I inserted a P100 into my server, and now I can’t run my CUDA samples anymore. For example, deviceQuery dies with:
CUDA Device Query (Runtime API) version (CUDART static linking)
cudaGetDeviceCount returned 999
→ unknown error
Result = FAIL
I deleted the file and recompiled, and the compilation goes through, but when I run it, same problem. Others show different problems, for example BlackScholes complains with:
CUDA error at …/…/common/inc/helper_cuda.h:779 code=999(cudaErrorUnknown) “cudaGetDeviceCount(&device_count)”
Here same thing: I delete the file, recompile, the compilation succeeds, but when I run it again, same error.
So, by inserting another GPU, something with DeviceCount malfunctions.

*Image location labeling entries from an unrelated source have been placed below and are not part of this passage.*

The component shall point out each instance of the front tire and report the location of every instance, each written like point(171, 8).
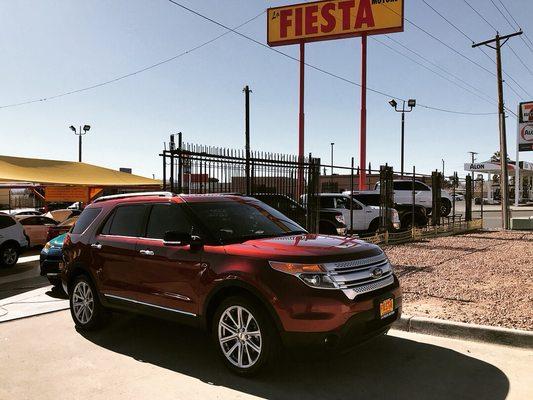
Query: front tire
point(9, 254)
point(445, 208)
point(245, 335)
point(85, 307)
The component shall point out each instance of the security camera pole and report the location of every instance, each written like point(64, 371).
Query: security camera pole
point(80, 133)
point(504, 184)
point(411, 103)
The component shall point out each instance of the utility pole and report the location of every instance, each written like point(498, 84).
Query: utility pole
point(247, 92)
point(504, 184)
point(411, 103)
point(332, 144)
point(80, 133)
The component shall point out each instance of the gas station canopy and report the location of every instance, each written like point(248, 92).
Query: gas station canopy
point(55, 172)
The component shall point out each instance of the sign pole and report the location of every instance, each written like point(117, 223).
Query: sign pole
point(301, 120)
point(517, 165)
point(362, 134)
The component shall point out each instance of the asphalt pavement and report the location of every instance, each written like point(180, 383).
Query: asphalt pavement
point(135, 357)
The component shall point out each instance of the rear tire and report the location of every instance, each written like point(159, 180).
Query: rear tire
point(85, 307)
point(9, 254)
point(445, 208)
point(245, 336)
point(374, 226)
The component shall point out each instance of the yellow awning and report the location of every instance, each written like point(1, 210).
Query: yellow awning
point(55, 172)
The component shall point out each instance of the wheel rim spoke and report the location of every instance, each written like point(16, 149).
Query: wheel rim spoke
point(239, 336)
point(83, 302)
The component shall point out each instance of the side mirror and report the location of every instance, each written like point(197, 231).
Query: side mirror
point(174, 238)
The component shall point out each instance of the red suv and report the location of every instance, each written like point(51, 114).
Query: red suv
point(229, 264)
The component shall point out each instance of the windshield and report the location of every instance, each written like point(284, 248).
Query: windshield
point(237, 221)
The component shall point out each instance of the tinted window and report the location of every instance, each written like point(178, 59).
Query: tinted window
point(87, 216)
point(232, 221)
point(421, 186)
point(127, 221)
point(6, 222)
point(403, 185)
point(327, 202)
point(166, 217)
point(30, 221)
point(369, 200)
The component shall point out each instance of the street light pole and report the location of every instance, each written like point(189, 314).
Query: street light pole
point(411, 103)
point(332, 144)
point(80, 133)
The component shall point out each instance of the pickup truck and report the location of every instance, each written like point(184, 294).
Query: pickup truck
point(365, 218)
point(403, 194)
point(405, 211)
point(331, 222)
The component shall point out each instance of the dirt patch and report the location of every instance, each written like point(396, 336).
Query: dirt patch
point(483, 278)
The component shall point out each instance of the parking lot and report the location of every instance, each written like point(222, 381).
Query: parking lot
point(44, 357)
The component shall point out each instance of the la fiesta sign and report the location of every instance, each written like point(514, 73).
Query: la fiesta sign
point(326, 20)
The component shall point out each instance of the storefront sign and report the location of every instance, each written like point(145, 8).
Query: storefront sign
point(326, 20)
point(525, 127)
point(66, 194)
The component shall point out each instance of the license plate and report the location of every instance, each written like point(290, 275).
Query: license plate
point(386, 308)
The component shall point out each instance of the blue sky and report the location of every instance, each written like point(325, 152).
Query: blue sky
point(50, 47)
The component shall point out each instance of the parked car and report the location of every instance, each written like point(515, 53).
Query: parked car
point(51, 256)
point(21, 212)
point(63, 214)
point(331, 222)
point(232, 265)
point(365, 218)
point(36, 228)
point(12, 240)
point(405, 211)
point(62, 227)
point(403, 194)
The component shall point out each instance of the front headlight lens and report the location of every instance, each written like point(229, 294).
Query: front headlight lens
point(313, 275)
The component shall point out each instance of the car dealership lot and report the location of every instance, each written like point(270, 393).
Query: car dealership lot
point(138, 357)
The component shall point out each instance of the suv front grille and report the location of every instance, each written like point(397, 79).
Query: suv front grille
point(356, 277)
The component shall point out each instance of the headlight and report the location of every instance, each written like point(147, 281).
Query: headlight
point(312, 275)
point(340, 218)
point(47, 247)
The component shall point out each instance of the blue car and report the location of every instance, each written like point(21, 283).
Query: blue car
point(51, 255)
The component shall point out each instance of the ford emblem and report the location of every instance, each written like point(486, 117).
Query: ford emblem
point(377, 272)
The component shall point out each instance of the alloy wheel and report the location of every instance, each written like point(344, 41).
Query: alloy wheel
point(239, 336)
point(83, 302)
point(9, 256)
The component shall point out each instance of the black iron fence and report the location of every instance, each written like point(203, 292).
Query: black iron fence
point(198, 169)
point(428, 200)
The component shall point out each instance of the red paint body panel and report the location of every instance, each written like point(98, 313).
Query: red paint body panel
point(185, 279)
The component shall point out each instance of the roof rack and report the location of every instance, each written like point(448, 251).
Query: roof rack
point(138, 194)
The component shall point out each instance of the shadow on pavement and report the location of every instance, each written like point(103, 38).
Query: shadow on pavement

I have three generations of cards in this, but a previous query had njuffa confirm to me that it won’t matter. I have:
device 0: GTX 980
devices 1 through 4: K80
device 5: P100 (the 16 GB PCIe version)
I use the 470.57.02 driver, that is the latest available that supports Tesla cards (and apparently also the latest that supports Kepler, it seems after this Tesla-supporting driver I can’t use my K80s anymore, can anyone confirm?).
CUDA 11.4.2 on Fedora 34.
The P100 shows up just fine in nvtop, nvidia-smi, and nvidia-settings (in fact, nvidia-settings now shows me an additional disabled virtual device – “NVIDIA VGX”. Have to learn how to use that given that the P100 has no video output).